Secularisation and plasticity of Chinese temples
During my first journey through China, I was sometimes shocked at the ‘unholy’ atmosphere that I encountered in some Chinese temples where elderly people play cards or mahjong, where men smoke and cans of soda find a new life as an incense burner. This observation is not valid for every temple I visited over my ten years in China.
Like many, I failed to understand the peculiarity and history of Chinese temples : many of them taken out of the sacred realm and secularised.
A short history of temple destruction
When I write ‘temple destruction’ in the context of China, people will immediately think about the Cultural Revolution (文化大革命). First, ‘temple destruction’ here does not mean physical destruction, rather it means a removal of temples from the religious authorities and re-assignment of the temples purposed to non-religious activities. That is to say ‘secularisation’. Then, if the Cultural Revolution contributed to the destruction of temples, it did not started it.
The word and concept of religion (宗教) arrived in China during the late 19th century from Europe. In the concept was embedded the idea of a church-like and organised institution. The concept of religion also allowed for introduction of the notion of superstition (迷信).
In post-imperial China, the Republican government wanted to regulate and standardise religions. Reformists of early 20th century China made the distinction between what was acceptable (religion) and what was unacceptable (superstation). Religion could remain and what was deemed superstition had to be destroyed.
According to Gossaert, a scholar who conducts research on Taoism at the French National Centre for Scientific Research (CNRS), there were one million temples in China in 1900 and half of them were ‘destroyed’ before 1937 and re-assigned into schools so that normal citizen could get an education.
Temple, secularisation and destruction : Mao
In his 1957 speech on the Correct Handling of Contradictions among the People, Mao Zedong first stated that “religion cannot be abolished by administrative decree or by force” (我们不能用行政命令去消灭宗教，不能强制人们不信教).

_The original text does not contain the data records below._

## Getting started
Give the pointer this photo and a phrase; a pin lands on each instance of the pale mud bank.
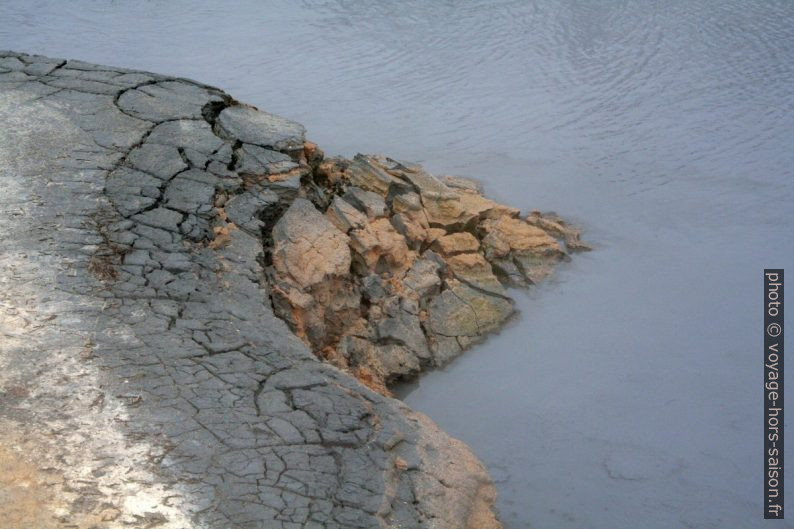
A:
(155, 236)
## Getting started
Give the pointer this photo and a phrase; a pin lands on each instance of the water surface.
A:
(629, 392)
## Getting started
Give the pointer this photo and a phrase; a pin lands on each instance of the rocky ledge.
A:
(174, 262)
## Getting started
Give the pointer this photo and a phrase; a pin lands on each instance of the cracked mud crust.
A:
(145, 380)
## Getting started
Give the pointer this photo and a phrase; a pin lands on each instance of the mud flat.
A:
(201, 314)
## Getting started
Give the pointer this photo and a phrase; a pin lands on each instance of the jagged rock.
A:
(455, 243)
(165, 229)
(162, 161)
(367, 202)
(307, 248)
(379, 246)
(344, 216)
(462, 311)
(362, 173)
(556, 226)
(249, 125)
(164, 100)
(423, 277)
(533, 250)
(256, 160)
(474, 270)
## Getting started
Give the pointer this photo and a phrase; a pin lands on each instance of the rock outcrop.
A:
(386, 270)
(151, 227)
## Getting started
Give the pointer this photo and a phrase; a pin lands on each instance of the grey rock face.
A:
(144, 380)
(260, 128)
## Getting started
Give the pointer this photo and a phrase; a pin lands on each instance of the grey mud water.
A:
(153, 230)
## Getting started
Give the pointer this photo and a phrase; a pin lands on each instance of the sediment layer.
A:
(156, 236)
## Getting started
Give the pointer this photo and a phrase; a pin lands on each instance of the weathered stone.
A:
(344, 216)
(249, 125)
(167, 100)
(455, 243)
(257, 160)
(186, 133)
(307, 248)
(462, 311)
(362, 173)
(173, 319)
(367, 202)
(191, 192)
(162, 161)
(380, 247)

A few months before the start of the Cultural Revolution, theorists explained the reactionary nature of religion and proclaimed that religion and superstition were the same. With the campaign against the ‘Four Olds’ (old ideas, old culture, old customs, old habits), it became obvious that religion had to be eradicated. A radical and militant atheism was adopted, allowing for the destruction of religious artefacts, temples, mosques, monasteries, churches, and sacred places.

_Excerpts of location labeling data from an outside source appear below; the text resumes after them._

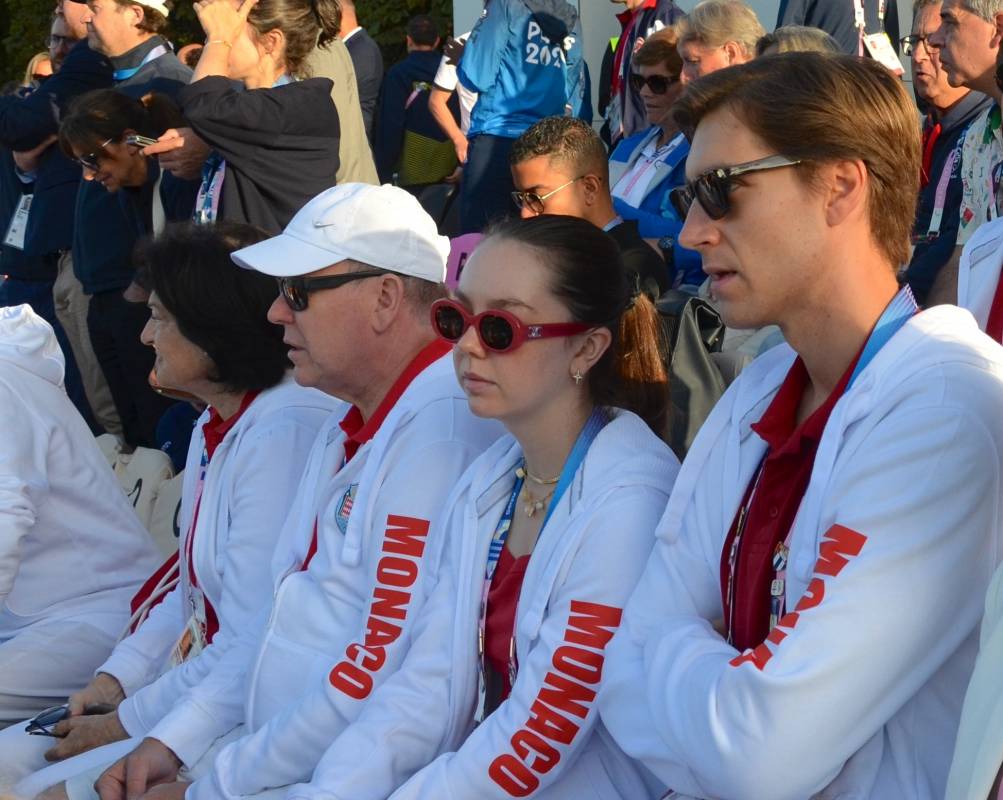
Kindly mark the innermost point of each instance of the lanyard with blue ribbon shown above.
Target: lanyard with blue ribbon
(152, 55)
(902, 308)
(214, 171)
(596, 422)
(207, 205)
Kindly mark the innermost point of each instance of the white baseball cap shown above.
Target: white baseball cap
(156, 5)
(383, 227)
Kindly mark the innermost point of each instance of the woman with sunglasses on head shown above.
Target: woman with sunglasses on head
(547, 535)
(275, 144)
(213, 340)
(644, 167)
(105, 132)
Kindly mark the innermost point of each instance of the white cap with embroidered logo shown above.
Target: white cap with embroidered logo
(383, 227)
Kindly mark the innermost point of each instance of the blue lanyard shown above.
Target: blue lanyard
(125, 74)
(596, 422)
(902, 308)
(895, 316)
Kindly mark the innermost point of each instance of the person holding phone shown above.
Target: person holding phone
(645, 166)
(105, 131)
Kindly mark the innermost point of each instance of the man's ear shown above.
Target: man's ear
(846, 189)
(735, 52)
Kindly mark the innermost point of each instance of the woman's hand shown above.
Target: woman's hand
(221, 21)
(103, 689)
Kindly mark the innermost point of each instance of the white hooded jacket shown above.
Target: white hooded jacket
(979, 270)
(70, 544)
(250, 482)
(374, 516)
(858, 693)
(547, 735)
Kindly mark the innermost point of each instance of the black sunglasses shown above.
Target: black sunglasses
(42, 724)
(911, 42)
(296, 291)
(711, 189)
(659, 84)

Although destruction was systematic and organised, it was also uneven. In the same time, religious places that had been secularised under the Republican government were of course spared by the Red Guards.
Temples in the post-Mao era
There has been an obvious religious revival since the death of the great helmsman. In each temple, you will find a stele on which the names of all the people who donated money (and how much they donated) are listed. Chinese believers have diverted a lot of money into the restoration of ancient temples and the building of new one in their community.
In post-Mao China, religion is striving and the government officially guarantees religious freedom which means the freedom to believe and the freedom to not believe.
A document titled “Basic viewpoints and policies on religious issues during China’s socialist period” issued in 1982 by the central leadership became the official guideline for the handling of religious affair. At the core of this document, we find the historical materialist’s premise that religion will become extinct. Nonetheless, the central leadership does acknowledge that religion will still be around for a long time.
Looking back at the Guangying Temple
Beyond this very short history of temple secularisation in China, Guangying Temple which is the school of Longgang village is still very well preserved. From the temple’s front gate, we have a breathtaking view on the Yilong lake.
Master Wang was on the phone talking in local dialect. After he hung up, he announced we were going to his home for meal before spending the afternoon driving towards Luzigou.